Automatic parking: Designed to assist the driver in parallel parking, handling all tasks automatically.

Traffic jam chauffeur: The system can be activated in a traffic jam scenario at a maximum speed of 60 km/h on highways and highway-like roads. It detects the slow-driving vehicle in front and manages both longitudinal and lateral vehicle control. A later version of this function may include lane-changing capability. The driver must deliberately activate the system but does not need to constantly monitor it and can override or turn it off at any time. In the event of a takeover request from the system, the driver has sufficient lead time to orient themselves and assume the driving task. If the driver does not take control, the system will transition to a reduced-risk condition, meaning it will bring the vehicle to a safe stop.

Highway chauffeur: The vehicle can travel up to 130 km/h on highways or highway-like roads, including taking an exit or stopping and moving in a traffic jam without the driver making any maneuvers. The driver must deliberately activate the system but does not need to constantly monitor it and can override or turn it off at any time. In the event of a takeover request from the system, the driver has sufficient lead time to orient themselves and assume the driving task. If the driver does not take control, the system will transition to a reduced-risk condition, meaning it will bring the vehicle to a safe stop. If possible, depending on traffic conditions and system capabilities, reduced-risk conditions may include necessary lane changes to stop on the shoulder, e.g., emergency lane or roadside.

Urban and suburban pilot: Highly automated driving up to the legal speed limit in urban and suburban areas. The system can be activated by the driver in all traffic conditions and can be overridden or turned off at any time.
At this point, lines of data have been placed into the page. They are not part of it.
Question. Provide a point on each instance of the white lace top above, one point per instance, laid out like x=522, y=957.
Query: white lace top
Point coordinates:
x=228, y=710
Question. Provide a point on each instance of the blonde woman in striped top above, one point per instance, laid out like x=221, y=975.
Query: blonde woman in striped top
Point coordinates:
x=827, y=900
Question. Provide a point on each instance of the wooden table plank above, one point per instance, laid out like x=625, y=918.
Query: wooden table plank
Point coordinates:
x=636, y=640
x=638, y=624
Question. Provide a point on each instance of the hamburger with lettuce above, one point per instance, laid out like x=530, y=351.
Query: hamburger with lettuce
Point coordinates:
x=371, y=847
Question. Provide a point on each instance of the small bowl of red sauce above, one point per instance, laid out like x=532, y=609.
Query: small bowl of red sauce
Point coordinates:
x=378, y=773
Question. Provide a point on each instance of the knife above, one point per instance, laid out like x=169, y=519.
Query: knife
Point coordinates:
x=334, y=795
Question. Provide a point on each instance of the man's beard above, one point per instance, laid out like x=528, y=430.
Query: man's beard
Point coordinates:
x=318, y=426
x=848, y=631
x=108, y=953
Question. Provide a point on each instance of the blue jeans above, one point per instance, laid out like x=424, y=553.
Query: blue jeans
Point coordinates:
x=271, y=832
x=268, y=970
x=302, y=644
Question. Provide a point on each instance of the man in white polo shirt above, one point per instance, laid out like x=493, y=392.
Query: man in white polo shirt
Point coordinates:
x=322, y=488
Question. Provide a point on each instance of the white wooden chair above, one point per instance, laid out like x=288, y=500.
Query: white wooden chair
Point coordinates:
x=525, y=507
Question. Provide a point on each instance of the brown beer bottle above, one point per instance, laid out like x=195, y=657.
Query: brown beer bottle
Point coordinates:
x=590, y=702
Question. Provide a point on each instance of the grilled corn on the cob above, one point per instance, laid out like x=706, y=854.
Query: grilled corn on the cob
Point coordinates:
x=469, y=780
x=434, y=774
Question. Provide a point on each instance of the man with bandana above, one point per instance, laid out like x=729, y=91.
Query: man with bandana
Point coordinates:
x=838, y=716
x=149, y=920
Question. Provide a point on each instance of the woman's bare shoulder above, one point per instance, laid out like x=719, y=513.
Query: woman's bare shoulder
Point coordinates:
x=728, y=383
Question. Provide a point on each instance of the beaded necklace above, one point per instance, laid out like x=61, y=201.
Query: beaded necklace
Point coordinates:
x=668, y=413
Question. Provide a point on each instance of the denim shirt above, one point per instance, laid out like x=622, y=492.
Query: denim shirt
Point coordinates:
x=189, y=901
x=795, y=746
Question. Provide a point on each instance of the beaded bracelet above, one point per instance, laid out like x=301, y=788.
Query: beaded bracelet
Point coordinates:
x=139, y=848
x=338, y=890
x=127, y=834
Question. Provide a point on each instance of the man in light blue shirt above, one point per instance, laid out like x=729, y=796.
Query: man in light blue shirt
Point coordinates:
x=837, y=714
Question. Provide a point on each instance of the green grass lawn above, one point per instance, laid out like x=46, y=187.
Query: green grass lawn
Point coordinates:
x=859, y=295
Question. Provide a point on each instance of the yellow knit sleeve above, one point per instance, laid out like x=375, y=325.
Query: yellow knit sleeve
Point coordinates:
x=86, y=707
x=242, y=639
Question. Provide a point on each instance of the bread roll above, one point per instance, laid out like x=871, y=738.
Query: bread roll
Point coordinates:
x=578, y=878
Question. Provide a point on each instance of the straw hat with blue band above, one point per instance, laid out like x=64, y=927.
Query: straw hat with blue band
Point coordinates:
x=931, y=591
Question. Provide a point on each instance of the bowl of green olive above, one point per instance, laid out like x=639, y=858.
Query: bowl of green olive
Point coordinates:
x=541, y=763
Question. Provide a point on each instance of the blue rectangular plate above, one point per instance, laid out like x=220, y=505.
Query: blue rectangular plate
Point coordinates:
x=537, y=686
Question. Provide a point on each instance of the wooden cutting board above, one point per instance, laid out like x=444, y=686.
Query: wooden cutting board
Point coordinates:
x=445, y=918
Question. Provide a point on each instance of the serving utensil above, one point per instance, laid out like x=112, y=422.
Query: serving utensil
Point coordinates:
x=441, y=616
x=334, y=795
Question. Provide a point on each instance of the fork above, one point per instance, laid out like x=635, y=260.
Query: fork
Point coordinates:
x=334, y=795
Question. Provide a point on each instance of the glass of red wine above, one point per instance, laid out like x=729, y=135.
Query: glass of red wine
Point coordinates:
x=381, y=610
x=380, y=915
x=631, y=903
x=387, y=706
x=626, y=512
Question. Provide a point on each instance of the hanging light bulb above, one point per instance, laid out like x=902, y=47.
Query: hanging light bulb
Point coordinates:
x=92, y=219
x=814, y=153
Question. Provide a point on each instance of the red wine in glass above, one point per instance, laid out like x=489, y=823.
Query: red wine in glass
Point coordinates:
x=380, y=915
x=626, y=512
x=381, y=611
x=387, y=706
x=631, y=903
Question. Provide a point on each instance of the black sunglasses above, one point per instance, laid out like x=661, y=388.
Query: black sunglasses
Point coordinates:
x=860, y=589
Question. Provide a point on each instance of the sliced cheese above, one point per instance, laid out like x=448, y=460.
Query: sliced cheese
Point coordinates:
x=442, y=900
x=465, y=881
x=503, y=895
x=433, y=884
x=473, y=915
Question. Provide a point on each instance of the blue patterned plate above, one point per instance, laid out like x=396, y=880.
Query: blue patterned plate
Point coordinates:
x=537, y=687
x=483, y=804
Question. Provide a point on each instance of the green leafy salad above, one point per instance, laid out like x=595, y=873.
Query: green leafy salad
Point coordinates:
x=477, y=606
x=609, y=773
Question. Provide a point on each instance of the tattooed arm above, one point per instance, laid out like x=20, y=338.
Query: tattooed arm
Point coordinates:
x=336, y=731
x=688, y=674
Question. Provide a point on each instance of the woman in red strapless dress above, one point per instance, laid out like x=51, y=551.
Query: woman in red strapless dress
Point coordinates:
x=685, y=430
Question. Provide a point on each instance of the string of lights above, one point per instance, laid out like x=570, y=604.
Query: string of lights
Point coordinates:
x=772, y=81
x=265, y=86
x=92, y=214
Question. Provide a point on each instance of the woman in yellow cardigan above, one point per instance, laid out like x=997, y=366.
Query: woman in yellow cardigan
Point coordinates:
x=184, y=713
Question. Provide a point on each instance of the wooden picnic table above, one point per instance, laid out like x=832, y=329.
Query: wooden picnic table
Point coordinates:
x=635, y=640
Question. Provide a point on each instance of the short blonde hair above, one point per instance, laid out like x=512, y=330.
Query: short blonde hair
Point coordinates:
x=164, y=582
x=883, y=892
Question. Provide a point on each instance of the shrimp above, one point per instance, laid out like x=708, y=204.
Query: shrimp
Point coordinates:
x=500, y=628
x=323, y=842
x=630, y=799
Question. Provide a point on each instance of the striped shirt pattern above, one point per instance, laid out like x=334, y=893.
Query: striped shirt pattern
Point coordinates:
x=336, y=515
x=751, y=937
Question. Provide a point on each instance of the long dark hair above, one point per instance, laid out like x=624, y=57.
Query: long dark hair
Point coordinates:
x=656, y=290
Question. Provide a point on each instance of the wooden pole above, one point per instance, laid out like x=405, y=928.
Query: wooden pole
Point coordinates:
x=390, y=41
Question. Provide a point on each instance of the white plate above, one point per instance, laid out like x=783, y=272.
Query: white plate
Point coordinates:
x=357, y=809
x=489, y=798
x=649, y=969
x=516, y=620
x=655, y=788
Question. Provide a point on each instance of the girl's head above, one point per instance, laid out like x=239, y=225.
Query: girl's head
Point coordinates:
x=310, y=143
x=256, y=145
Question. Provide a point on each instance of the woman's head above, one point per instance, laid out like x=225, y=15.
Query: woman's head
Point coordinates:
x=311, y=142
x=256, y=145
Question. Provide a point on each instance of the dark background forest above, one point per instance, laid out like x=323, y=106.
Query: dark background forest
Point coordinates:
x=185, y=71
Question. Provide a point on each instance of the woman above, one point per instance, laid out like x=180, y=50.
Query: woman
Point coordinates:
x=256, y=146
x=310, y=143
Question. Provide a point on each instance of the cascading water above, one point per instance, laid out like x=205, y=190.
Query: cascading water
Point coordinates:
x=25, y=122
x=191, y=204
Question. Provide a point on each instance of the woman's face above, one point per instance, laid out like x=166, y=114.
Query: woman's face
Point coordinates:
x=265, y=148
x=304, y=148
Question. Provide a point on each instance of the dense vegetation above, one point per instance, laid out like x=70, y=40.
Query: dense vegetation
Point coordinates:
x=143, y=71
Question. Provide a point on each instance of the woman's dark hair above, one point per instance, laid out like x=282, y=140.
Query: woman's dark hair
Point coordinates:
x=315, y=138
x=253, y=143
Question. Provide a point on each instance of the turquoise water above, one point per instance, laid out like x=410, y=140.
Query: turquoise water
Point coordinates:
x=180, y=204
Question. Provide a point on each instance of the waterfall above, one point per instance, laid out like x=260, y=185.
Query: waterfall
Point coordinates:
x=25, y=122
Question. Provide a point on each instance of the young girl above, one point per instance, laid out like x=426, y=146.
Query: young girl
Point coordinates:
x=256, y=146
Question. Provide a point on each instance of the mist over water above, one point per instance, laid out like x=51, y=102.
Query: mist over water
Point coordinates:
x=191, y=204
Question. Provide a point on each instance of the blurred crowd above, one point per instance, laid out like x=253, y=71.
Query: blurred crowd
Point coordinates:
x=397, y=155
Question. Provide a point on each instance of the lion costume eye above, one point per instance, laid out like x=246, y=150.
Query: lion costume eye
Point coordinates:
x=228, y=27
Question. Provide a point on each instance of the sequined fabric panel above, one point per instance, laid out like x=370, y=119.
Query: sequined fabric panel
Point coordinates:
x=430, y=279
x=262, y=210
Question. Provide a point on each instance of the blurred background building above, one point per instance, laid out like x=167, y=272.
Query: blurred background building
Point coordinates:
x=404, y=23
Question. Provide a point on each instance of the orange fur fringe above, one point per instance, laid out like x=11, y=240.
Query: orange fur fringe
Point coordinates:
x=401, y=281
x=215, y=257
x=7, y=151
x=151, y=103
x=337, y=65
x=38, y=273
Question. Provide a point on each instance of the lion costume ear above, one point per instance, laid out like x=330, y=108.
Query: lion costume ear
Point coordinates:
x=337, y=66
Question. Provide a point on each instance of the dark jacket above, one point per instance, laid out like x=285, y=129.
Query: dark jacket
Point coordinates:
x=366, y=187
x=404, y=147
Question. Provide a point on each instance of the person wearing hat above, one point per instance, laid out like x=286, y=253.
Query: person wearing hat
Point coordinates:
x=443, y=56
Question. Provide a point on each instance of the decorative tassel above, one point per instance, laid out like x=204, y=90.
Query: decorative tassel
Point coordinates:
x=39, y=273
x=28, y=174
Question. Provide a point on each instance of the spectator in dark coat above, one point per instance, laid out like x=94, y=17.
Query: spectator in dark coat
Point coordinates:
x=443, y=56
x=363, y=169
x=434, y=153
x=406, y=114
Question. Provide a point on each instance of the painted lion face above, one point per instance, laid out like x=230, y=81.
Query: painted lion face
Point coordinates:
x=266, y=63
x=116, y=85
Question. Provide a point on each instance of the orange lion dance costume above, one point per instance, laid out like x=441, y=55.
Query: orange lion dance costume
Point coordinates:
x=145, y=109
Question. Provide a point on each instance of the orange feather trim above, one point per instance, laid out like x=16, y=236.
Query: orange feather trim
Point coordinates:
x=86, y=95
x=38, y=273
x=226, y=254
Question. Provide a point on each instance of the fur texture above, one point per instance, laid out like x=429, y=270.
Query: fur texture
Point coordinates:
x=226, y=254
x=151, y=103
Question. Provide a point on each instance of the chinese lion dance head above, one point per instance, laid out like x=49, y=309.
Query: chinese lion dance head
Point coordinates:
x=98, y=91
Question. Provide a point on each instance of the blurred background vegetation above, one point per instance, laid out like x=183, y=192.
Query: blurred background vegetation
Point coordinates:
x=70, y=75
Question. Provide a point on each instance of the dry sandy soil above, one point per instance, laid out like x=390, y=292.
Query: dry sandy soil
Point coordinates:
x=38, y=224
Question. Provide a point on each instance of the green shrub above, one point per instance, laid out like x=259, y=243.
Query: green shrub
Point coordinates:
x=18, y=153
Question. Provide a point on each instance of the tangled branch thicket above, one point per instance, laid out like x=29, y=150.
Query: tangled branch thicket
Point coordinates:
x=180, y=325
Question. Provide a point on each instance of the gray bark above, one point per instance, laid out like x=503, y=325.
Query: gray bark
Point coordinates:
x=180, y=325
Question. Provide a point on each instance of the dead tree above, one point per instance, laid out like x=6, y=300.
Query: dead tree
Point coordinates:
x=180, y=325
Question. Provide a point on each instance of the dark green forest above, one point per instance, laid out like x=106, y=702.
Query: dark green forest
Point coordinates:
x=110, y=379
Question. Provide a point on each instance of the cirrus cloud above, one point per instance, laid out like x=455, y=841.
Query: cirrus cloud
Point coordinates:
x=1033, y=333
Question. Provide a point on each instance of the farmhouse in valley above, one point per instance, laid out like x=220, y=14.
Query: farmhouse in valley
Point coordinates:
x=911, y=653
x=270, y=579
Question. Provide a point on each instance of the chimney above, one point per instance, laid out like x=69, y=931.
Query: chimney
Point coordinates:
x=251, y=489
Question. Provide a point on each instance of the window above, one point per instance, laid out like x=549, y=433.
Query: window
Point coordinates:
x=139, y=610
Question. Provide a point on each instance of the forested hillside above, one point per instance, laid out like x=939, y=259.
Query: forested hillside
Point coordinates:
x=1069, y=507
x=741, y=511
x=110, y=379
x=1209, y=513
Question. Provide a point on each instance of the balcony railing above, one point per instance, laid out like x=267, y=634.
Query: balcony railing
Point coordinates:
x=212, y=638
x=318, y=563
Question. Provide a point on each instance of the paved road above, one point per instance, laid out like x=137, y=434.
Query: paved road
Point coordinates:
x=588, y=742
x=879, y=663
Highway pilot: Highly automated driving up to 130 km/h on highways or highway-like roads, from entrance to exit, in all lanes, including overtaking and lane changes. The driver must deliberately activate the system but does not need to constantly monitor it and can override or turn it off at any time. There is no system request for the driver to take over when the system is in normal operating conditions (i.e., on the highway), allowing for sleep. In the event of a situation where the driver would attempt to end the trip or simply stop on the highway (e.g., extreme weather conditions) and the driver does not take control, the system has the capability to exit the highway and safely park the vehicle.

The fully automated vehicle can handle all driving from point A to B without any passenger intervention. The driver can override or turn off the system at any time.